What holds the film together is Zellweger’s Ellen, and not because of anything she does but because she’s the only major player who seems to be listening. I first saw Zellweger as a hot pants hell raiser in a miserable Tarantino knockoff called Love and a .45 (1994). She was exuberant, as she was in her star-making turn in Jerry Maguire (1996) and in the same year’s superb, largely overlooked drama The Whole Wide World. Unlike Streep, she slips easily into her roles, revealing her disparate characters not through epidemic tics but in how she reacts to the people around her. Through her eyes, even Streep looks halfway human.

So why do people cry at One True Thing? It might be that even an ordinary relationship between a mother and daughter is so fraught–with so much left unspoken–that any film that hammers so relentlessly on that spot will hit a nerve. It might be, too, that Franklin’s unhurried tempos give us plenty of time to look back on our own lives and loved ones and to think about the people whose labors we didn’t register until they were gone. One True Thing prompted me to call my mom when I got home. Of course, AT&T commercials do that, too, and they get the same point across in under a minute.

I n Pecker, John Waters seems to wonder aloud if you can ever go home again, especially when your success, like his own, has transformed that home from something authentically tacky into something ironically chic. His eponymous hero (Edward Furlong) is a boyish, happy-go-lucky Baltimore photographer whose pictures of urban grotesques–from fornicating rodents to lesbian strippers to homeless exhibitionists–renders them objects of beauty and wonderment. Acclaimed as a “humane Diane Arbus” by a New York gallery owner (Lili Taylor) and assorted pompous critics and collectors, Pecker finds his haunts suddenly withering under the attention, his subjects demanding model fees, and his girlfriend (Christina Ricci), the compulsively by-the-book proprietor of a laundromat, fleeing his wealthy new cohorts for the safety of her suds.

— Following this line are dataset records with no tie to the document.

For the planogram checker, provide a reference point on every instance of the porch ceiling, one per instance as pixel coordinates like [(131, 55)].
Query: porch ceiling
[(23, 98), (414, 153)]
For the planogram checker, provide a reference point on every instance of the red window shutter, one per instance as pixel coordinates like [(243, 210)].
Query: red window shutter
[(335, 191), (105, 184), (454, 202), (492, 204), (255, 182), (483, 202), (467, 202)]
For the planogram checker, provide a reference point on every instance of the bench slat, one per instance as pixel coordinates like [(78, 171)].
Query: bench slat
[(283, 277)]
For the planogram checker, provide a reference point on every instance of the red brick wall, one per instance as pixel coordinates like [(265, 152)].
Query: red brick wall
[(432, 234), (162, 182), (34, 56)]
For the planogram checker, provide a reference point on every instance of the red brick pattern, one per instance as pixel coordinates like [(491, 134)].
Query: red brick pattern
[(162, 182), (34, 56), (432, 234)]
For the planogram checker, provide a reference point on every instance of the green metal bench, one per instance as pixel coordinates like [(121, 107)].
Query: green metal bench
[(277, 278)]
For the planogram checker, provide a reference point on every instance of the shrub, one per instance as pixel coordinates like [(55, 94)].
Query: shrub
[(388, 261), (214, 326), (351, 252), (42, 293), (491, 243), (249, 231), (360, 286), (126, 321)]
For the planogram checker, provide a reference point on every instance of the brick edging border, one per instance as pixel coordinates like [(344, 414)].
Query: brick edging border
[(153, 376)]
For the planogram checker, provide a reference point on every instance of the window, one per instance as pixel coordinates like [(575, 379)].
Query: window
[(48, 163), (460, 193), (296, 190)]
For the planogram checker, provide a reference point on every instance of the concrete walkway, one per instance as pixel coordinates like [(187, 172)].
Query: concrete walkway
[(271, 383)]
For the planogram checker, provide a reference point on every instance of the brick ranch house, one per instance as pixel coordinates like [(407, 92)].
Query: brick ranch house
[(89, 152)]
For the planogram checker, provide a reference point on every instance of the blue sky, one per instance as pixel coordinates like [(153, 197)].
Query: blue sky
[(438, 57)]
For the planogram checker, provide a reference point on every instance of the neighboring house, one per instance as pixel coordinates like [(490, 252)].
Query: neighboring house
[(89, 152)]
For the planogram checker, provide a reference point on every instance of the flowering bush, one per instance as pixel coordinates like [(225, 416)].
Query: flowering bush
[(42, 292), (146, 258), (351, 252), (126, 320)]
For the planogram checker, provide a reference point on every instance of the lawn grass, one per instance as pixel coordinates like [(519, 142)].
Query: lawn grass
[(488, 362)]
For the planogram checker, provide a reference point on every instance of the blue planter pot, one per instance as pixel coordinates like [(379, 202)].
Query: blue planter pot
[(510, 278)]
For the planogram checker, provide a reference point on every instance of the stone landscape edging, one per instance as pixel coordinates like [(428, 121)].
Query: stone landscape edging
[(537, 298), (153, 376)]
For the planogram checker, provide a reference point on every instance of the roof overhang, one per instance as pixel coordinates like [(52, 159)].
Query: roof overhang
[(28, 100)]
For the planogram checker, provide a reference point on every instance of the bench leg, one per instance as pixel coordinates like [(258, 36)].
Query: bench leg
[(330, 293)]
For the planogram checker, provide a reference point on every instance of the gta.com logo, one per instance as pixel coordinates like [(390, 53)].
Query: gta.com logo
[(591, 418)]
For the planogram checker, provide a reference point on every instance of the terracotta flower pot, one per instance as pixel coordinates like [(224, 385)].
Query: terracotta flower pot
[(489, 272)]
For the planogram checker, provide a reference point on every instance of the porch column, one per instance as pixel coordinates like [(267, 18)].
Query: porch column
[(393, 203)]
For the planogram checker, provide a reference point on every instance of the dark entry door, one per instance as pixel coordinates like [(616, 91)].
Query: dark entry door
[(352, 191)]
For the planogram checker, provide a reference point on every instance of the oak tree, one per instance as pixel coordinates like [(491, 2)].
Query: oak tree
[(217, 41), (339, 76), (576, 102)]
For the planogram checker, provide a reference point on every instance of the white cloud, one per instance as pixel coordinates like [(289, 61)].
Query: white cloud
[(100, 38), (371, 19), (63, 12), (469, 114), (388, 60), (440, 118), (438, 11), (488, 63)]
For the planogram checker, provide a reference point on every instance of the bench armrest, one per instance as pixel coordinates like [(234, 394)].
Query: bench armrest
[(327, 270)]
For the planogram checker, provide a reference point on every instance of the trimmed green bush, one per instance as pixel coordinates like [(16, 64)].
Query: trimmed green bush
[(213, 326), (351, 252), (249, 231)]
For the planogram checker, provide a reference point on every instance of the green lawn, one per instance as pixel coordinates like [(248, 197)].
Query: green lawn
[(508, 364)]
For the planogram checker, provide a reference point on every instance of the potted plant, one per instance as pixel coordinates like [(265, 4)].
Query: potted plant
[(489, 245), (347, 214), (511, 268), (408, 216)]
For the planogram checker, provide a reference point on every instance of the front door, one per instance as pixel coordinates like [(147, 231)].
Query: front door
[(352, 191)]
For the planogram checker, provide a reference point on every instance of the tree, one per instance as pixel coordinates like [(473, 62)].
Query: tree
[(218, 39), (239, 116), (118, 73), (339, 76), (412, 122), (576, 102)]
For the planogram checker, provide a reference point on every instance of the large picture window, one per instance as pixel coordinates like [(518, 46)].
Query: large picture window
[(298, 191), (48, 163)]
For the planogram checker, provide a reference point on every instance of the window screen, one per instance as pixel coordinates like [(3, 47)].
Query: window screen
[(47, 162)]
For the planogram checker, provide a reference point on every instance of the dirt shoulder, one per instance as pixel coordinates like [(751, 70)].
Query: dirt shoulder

This is the subversively lovable Waters of Hairspray (1988) rather than the in-your-face deformity maven of Pink Flamingos (1972) and the more mainstream Cry Baby (1990) and Serial Mom (1994). Pecker is a breezy, agreeable picture–a charmer, thumbs-up, three stars–but there’s something disappointing about a John Waters film that’s so evenhanded and all-embracing, even if its sunniness is “ironic.” Waters seems to be trapped in an ironic loop, making movies that look more and more like love-ins, in which name actors go slumming and people like Patty Hearst show up for nudge-nudge-wink-wink cameos. He must know that no one can be shocked when everyone’s in on the joke, but he doesn’t seem to want (or to be able) to step outside the camp aesthetic and play anything “straight.” There’s nothing in Pecker that isn’t done more brilliantly–and more subversively–every week on Mike Judge’s inspired cartoon series King of the Hill.

R ush Hour, the first real Jackie Chan picture crafted for the American market, is a terrific piece of junk filmmaking. The plot is by the numbers, and you can’t help but notice that Chan has more stunt doubles these days, but the movie has been photographed (by veteran Adam Greenberg) and staged (by director Brett Ratner) with unusual polish, and Chan has been paired with the black comedian Chris Tucker, who’s like Eddie Murphy on helium. Tucker can be trying when the script isn’t good, but he’s a great foil for Chan–physically gung-ho and with supersonic timing. The young daughter of the Chinese consul is kidnapped, and Chan is summoned from Hong Kong to Los Angeles, where FBI agents saddle him with wild man L.A. cop Tucker (“My own mama ashamed of me, she tell everyone I’m a drug dealer!”) to keep him out of their way. Of course, the pair ends up in the middle of every conflagration. The fights are riotous slapstick set pieces: In the art museum finale, Chan fends off hordes of assassins while catching giant, priceless Ming vases as they tumble from their pedestals. As he demonstrates in picture after picture, he’s willing to be stomped for art’s sake.